Hawkeye: Seeing him go into action, I just knew that’s what I wanted to do with myself. So I modified my carny outfit a bit and strode off naively into the night to become a hero. Unfortunately, on my first time out, I was mistaken for a crook– and ended up going against the very guy who inspired me–Iron Man! Shellhead later learned my true motives, though. He even sponsored me for membership in the Avengers. It was then I knew I had really made something of myself. I’ve done many a stint with my Avenging buddies, but I think I’m finally ready to wing it solo for good. Much as I like ‘em, they cramp my style a bit too much.
Sheila: Fascinating story, Clint. Looks like I’ve got me a real self-made man. How about if I try to unmake you a little?

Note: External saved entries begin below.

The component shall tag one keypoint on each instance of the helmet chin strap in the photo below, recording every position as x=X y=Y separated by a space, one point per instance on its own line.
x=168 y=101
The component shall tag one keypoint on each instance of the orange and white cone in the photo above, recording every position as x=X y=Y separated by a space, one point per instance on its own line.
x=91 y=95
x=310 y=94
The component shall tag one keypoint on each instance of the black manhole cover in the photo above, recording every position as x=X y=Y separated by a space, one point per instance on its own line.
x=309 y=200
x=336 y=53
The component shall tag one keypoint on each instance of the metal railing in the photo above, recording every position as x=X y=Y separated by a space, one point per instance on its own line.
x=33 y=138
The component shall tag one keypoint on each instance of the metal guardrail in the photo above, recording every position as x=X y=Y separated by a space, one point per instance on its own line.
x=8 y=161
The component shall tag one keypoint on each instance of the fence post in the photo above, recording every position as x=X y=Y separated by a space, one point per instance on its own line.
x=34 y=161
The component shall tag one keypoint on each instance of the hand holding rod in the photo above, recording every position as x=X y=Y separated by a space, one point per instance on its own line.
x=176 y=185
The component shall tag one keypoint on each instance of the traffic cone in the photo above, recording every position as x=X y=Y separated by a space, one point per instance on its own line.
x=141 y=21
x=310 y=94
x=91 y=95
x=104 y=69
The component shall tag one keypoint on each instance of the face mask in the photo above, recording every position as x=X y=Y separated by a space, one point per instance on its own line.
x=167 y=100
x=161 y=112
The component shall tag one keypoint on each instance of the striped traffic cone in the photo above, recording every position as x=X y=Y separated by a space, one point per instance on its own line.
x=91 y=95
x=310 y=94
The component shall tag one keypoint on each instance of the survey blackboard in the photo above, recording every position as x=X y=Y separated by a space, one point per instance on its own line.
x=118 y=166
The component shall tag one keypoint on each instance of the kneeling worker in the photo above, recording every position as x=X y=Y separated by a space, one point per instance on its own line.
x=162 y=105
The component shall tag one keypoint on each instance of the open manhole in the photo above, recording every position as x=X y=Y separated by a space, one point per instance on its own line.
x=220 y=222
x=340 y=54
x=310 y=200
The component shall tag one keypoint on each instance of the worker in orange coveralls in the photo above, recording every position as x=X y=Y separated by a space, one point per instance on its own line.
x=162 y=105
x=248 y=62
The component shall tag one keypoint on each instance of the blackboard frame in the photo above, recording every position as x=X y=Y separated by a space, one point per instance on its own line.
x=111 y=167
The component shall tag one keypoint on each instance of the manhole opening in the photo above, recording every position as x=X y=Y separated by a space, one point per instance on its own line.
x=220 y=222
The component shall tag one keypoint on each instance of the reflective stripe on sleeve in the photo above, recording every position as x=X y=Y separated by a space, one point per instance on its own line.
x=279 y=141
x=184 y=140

Origin stories are a tricky business. Some of them are radioactive-spider-and-dead-uncle or my-parents-are-dead level, eternal and unchanging. And some are a bit more malleable. Clint’s original origin story was first told in his earliest Avengers appearances, and for the purpose of explaining his connection to Swordsman. He didn’t have a civilian name, or a brother, or memory of his parents in that telling. The circus was the beginning of his existence. When Clint retells his story here, a few more details have been filled in—the car crash that killed his parents, the orphanage he lived at with his brother. The focus is still Swordsman, and his betrayal of Clint, and finally Iron Man, and what his inspiration led to. But that part of the story, that was actually told in Clint’s first appearances and ended with him joining the Avengers, is glazed over.

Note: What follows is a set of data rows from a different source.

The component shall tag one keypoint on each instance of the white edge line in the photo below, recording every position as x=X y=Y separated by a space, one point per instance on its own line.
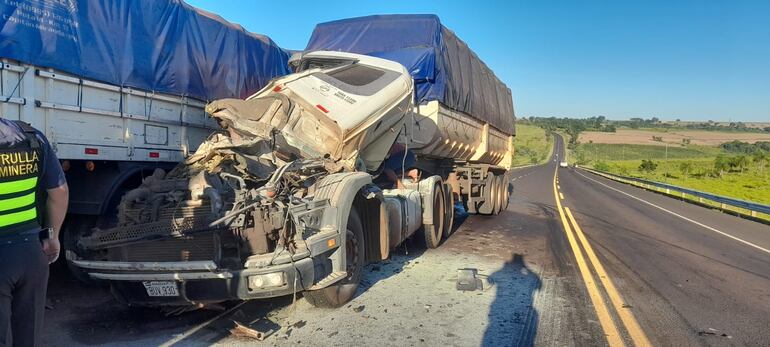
x=680 y=216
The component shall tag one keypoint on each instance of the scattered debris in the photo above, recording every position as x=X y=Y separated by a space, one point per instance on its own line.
x=467 y=281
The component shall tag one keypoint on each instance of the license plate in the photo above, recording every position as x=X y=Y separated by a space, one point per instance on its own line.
x=161 y=288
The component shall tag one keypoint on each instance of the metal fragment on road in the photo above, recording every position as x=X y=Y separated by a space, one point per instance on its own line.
x=467 y=281
x=241 y=330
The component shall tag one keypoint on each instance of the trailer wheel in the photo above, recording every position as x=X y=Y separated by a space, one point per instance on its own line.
x=432 y=232
x=343 y=291
x=449 y=208
x=500 y=201
x=490 y=196
x=507 y=187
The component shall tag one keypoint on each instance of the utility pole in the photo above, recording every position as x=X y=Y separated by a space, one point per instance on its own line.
x=665 y=176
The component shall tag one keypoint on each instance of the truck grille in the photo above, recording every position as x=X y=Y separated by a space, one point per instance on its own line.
x=202 y=246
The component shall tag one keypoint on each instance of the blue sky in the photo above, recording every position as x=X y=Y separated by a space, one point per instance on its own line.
x=693 y=60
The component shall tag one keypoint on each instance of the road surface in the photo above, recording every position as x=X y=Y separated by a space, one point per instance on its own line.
x=576 y=259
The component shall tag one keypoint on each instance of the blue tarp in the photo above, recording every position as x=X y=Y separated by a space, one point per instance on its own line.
x=442 y=65
x=157 y=45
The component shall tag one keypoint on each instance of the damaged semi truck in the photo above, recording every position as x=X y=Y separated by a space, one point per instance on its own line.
x=289 y=197
x=119 y=89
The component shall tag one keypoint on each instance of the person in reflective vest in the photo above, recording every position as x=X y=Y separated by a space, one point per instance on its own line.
x=33 y=203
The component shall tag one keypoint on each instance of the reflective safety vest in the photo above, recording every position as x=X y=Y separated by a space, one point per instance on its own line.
x=20 y=168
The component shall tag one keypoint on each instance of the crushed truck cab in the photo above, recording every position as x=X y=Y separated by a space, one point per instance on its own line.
x=281 y=201
x=290 y=197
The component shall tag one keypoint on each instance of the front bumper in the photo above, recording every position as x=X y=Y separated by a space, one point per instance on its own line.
x=199 y=281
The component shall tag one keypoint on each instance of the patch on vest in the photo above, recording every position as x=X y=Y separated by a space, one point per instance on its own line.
x=18 y=163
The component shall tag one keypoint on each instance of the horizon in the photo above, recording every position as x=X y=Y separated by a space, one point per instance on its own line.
x=689 y=60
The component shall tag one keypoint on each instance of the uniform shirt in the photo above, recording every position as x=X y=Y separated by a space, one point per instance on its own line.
x=51 y=175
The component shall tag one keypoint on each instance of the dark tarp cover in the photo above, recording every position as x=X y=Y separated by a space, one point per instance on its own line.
x=442 y=65
x=157 y=45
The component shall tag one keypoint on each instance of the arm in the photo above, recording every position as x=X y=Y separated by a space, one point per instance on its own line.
x=56 y=210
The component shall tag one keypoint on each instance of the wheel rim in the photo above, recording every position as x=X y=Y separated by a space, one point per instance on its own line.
x=438 y=214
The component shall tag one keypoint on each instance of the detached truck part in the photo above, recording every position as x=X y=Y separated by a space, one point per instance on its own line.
x=119 y=88
x=284 y=199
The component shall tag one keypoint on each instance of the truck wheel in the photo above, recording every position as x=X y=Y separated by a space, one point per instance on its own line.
x=490 y=196
x=506 y=186
x=500 y=201
x=343 y=291
x=431 y=233
x=449 y=208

It’s easy to understand why. Part of Gruenwald’s point is that Clint puts his faith in the wrong people, and that’s why he constantly feels betrayed. Swordsman was the wrong person to trust, just as Sheila is. People who could be good for Clint—Captain America, and Mockingbird in this very issue—are the ones he brushes off the most. It’s a failing, and Clint pays for it.
It does raise the question, however, of what Clint’s origin story actually is. The one line that sets up his character and establishes his motivations. Is it “orphaned circus performer feels betrayed by mentors and is inspired to heroism by Iron Man?” Or is it “said performer mistakenly falls into life of crime, and joins Earth’s Mightiest Heroes for a shot at redemption?” This particular telling plays up the first point and glazes over the second (and for specific reason. Again, Gruenwald is playing up one romance, and so doesn’t want the significant presence of others). Both aspects of Clint’s origin are important, but I think the take away point is that his origins aren’t really the point. Everything truly pivotal for Clint happens on the page, after he’s already entered the universe. And that’s why his origin story can be played with and tweaked to fit a writer’s mood.
Also, Sheila comes up with some pretty unique come ons.